# Libs

In [0]:
import pandas as pd
import numpy as np
import math
from warnings import filterwarnings
import matplotlib.pyplot as plt
import seaborn as sns
from sklearn.model_selection import train_test_split, GridSearchCV
from sklearn.pipeline import Pipeline
from sklearn.feature_extraction.text import CountVectorizer, TfidfTransformer
from sklearn.metrics import classification_report, confusion_matrix, accuracy_score,f1_score,precision_score,recall_score
from sklearn.naive_bayes import MultinomialNB
from sklearn.linear_model import SGDClassifier, LogisticRegression
import mlflow
import datetime
filterwarnings('ignore')

# Read Data from Feature Store

In [0]:
data = spark.sql("select * from feature_store.customer_sentiment_analysis").toPandas()

# Checking Class Imbalance

In [0]:
data.value_counts('Sentiment').reset_index().plot.bar(x='Sentiment')

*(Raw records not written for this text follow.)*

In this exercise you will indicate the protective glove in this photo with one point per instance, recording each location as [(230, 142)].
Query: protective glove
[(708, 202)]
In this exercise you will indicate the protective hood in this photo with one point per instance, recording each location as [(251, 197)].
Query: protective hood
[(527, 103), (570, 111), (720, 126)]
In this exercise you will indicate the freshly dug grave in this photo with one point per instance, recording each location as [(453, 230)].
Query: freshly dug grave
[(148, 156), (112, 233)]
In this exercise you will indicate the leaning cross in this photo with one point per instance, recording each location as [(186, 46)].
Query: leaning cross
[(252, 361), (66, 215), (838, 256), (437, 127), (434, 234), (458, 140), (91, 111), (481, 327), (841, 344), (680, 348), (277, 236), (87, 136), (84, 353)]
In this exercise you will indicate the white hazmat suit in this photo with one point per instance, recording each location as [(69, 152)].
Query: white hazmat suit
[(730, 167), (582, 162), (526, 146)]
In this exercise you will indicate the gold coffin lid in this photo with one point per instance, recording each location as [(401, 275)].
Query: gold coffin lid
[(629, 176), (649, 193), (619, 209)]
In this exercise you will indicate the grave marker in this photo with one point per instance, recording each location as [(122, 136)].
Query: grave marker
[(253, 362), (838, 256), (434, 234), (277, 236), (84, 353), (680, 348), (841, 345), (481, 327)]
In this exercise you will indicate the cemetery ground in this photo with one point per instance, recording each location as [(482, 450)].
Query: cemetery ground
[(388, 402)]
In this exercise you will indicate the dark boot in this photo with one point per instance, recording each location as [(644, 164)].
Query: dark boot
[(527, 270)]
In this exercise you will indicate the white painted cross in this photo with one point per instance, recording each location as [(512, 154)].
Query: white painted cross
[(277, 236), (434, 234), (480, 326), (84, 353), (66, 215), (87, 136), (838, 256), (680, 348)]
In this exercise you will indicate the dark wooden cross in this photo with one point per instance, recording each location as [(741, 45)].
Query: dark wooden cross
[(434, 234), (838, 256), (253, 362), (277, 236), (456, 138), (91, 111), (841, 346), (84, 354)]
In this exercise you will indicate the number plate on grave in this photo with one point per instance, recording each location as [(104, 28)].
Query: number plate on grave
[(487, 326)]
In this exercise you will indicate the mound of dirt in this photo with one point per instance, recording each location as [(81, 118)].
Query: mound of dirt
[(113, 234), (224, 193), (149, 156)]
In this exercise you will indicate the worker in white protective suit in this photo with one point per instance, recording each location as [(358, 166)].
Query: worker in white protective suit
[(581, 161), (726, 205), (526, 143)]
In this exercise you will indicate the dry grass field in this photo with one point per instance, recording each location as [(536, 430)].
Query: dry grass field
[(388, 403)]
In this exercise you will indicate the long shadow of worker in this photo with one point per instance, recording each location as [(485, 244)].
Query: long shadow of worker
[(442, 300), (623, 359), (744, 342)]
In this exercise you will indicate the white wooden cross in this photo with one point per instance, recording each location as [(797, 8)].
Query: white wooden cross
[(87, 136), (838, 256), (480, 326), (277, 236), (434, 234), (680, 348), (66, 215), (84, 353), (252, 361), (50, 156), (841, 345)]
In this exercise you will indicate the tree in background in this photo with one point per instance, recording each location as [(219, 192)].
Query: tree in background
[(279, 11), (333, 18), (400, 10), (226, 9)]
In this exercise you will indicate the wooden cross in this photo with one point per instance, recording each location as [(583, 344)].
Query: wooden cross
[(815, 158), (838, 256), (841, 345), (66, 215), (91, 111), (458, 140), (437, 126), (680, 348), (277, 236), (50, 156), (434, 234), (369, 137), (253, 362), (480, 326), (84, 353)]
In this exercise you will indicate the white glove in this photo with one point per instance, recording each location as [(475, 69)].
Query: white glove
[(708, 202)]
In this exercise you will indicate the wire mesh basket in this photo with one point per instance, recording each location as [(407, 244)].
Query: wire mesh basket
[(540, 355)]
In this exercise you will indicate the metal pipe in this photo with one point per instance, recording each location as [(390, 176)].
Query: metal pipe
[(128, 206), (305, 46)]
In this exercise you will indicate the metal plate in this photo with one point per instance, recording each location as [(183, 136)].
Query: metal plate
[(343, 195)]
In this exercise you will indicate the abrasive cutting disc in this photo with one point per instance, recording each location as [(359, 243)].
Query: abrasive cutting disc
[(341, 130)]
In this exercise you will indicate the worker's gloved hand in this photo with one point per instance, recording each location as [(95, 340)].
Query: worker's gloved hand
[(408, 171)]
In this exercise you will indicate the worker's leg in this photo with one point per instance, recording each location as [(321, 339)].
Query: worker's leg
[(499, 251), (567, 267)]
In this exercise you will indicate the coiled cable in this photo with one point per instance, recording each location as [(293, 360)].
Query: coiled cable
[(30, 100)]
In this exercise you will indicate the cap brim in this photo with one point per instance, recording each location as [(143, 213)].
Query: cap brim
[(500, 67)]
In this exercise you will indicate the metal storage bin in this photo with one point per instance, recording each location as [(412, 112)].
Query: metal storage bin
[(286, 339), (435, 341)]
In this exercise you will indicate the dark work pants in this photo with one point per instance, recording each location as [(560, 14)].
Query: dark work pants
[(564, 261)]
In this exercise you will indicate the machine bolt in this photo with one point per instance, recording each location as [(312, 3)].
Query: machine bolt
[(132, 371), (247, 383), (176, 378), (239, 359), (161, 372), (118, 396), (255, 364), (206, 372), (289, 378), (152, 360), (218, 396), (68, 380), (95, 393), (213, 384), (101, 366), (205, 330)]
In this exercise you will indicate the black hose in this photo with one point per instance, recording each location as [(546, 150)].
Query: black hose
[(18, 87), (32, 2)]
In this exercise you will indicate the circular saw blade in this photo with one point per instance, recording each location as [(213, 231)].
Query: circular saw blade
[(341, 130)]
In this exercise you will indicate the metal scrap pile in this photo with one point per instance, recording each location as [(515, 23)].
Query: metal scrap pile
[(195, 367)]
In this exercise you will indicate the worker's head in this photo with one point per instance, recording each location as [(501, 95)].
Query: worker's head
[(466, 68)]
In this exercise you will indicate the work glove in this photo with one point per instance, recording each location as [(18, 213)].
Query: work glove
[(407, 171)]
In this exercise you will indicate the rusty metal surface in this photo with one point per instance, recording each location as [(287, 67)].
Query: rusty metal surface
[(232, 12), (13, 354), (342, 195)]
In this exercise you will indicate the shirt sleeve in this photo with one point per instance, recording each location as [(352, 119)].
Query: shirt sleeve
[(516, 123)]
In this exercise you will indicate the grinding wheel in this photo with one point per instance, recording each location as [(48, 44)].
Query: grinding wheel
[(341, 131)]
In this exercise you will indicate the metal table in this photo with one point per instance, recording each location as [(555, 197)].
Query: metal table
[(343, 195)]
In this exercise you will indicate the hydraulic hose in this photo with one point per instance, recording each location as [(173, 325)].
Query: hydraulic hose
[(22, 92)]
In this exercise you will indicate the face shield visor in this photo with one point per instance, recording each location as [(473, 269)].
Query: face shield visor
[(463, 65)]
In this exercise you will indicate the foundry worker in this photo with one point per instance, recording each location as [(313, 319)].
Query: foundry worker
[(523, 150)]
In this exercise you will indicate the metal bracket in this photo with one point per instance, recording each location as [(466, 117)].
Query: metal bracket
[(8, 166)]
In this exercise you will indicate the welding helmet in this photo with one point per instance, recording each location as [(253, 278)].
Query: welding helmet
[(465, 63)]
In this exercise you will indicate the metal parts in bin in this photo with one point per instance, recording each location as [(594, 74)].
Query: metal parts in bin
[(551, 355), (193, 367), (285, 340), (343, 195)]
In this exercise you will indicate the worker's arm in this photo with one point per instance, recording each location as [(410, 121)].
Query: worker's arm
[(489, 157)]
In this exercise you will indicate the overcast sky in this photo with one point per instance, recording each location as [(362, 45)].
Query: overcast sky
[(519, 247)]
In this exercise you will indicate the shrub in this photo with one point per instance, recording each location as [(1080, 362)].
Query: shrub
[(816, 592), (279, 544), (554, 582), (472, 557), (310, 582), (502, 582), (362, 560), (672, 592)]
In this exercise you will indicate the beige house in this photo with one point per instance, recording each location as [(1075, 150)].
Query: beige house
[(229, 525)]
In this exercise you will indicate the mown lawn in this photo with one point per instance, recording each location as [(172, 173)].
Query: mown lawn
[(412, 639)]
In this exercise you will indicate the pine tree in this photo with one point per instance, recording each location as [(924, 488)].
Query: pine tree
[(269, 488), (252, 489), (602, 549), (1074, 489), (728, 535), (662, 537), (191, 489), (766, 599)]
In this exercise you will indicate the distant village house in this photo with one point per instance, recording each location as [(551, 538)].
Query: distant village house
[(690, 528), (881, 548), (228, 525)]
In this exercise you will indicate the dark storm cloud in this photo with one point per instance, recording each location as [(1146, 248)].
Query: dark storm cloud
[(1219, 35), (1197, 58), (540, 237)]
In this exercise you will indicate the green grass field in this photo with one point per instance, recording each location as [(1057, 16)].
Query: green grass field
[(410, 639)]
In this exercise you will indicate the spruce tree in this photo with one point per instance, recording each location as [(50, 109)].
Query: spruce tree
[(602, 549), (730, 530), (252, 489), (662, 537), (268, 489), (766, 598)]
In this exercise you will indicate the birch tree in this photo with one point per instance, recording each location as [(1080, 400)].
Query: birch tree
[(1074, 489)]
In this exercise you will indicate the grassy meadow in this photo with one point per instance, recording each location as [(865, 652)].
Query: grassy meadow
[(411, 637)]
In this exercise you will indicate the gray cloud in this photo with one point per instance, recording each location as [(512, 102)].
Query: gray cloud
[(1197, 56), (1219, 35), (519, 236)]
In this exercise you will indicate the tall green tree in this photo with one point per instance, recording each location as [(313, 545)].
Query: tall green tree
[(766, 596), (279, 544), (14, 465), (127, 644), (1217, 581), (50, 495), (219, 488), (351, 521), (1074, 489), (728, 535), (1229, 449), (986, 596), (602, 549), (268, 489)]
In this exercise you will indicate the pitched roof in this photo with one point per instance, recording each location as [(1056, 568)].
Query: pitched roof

# Class imbalance exits, let's treat it

In [0]:
# Upsampling
max_count = data.Sentiment.value_counts().max()
max_category = data.Sentiment.value_counts().sort_values(ascending=False).index[0]
up_sampled_dataframe = pd.DataFrame()

# Upsampling the minority categories
for sentiment_category in data.Sentiment.unique():
    n_count=data[data['Sentiment']==sentiment_category]['Sentiment'].count()
    multiplyfactor = int(math.ceil(max_count/n_count))
    print('category ',sentiment_category)
    print('count :',n_count)
    print('multiply_fac',multiplyfactor)
    for i in range(0,multiplyfactor):
        up_sampled_dataframe= pd.concat([up_sampled_dataframe,data[data['Sentiment']==sentiment_category]])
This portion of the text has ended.